The book Difficult Conversations points out something fascinating about how we appraise effort. We are more interested in knowing that another person is trying to empathize with us – that they are willing to struggle to understand how we feel and how we see – than we are in believing that they will actually accomplish their goal. Struggling to understand, thinking hard, sends a strongly positive message. After all, you wouldn’t invest that kind of energy in a relationship that you didn’t care about. So arriving at the point of saying “I understand just how you feel” is not the only outcome that registers powerfully with us. Effort counts.

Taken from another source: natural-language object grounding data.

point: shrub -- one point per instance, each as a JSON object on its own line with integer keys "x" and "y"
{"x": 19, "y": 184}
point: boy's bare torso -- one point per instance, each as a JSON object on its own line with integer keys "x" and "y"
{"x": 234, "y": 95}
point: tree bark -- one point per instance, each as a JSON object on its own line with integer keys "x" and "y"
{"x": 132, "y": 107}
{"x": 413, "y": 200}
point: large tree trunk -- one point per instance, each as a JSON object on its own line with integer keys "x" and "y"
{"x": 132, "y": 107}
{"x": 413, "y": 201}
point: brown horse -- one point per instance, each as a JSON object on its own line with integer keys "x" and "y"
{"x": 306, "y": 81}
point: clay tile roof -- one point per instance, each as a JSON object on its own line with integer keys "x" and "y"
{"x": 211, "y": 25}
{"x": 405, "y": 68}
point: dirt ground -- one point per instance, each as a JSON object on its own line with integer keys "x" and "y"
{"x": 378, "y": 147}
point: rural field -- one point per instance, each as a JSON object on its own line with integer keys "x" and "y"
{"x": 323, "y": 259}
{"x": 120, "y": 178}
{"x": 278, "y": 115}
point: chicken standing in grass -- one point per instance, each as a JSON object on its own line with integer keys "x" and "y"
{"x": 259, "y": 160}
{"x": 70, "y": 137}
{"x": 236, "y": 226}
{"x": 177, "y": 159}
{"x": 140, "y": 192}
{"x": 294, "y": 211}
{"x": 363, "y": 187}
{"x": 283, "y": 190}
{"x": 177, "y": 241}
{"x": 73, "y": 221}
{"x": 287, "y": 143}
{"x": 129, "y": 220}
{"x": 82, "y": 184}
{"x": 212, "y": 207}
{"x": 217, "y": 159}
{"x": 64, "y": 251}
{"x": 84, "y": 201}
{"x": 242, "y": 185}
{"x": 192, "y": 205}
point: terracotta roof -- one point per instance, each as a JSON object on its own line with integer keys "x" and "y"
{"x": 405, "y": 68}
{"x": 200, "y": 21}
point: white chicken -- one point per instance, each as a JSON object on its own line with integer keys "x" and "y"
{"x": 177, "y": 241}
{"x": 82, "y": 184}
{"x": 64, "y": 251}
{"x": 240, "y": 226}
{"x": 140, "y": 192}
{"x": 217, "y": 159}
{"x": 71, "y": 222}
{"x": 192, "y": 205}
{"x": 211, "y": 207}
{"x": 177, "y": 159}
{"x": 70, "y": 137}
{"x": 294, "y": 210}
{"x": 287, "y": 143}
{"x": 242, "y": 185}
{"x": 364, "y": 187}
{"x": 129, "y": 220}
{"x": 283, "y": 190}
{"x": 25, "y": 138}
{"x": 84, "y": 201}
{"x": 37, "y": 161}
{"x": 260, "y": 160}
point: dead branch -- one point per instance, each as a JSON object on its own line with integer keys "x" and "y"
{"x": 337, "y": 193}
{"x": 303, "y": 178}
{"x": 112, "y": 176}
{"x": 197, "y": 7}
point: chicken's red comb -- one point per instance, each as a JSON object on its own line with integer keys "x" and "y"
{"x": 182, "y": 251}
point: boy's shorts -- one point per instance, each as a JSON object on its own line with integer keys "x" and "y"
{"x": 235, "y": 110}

Curiously, in the final chapter of the Book of Exodus Moses never speaks. Instead, his deeds eloquently depict the completion of the Tabernacle. “And Moses did it. According to everything that God commanded him, he did so” (Ex. 40:16). This particular verse takes us all the way back to a virtually identical verse in Noah’s construction of the ark (Gen.6:22). There are several parallels between Noah and Moses, the Bible’s only two figures identified with floating in arks (Gen. 6:14; Ex. 2:3). Why the subtle comparison between Moses and Noah at the conclusion of theTorah’s second book? Perhaps the contrast between them enables us to measure biblical progress since the antediluvian, nonverbal obedience of Noah. Much has changed since then for God and for God’s representatives. The shift from God’s creating a world to make space for humans, to our making a Tabernacle to make space for God is noteworthy.
Even more nuanced, however, is the shift in approach to deeds. Simplistic labor has given way to maasei hoshev designer’s work. Indeed, maasei hoshev may mean more than designer’s work. Perhaps it is also alludes to “thoughts as deeds” (literally maasei hoshev). The work of thinking hard, careful consideration, can be tantamount to a concrete deed.
Behavioral psychologist Dan Arielly writes about the “IKEA effect,” which suggests we care more for something we’ve worked to assemble. It works for ideas too. Try discussing a text together with somebody, and note how differently you feel about the fresh ideas that you helped to create. Perhaps it also works for effort exertion in struggling relationships. As we complete tabernacle furnishings in this week’s Sedra, try a different kind of furnishing work this weekend. May sincere efforts at empathy be recognized and rewarded.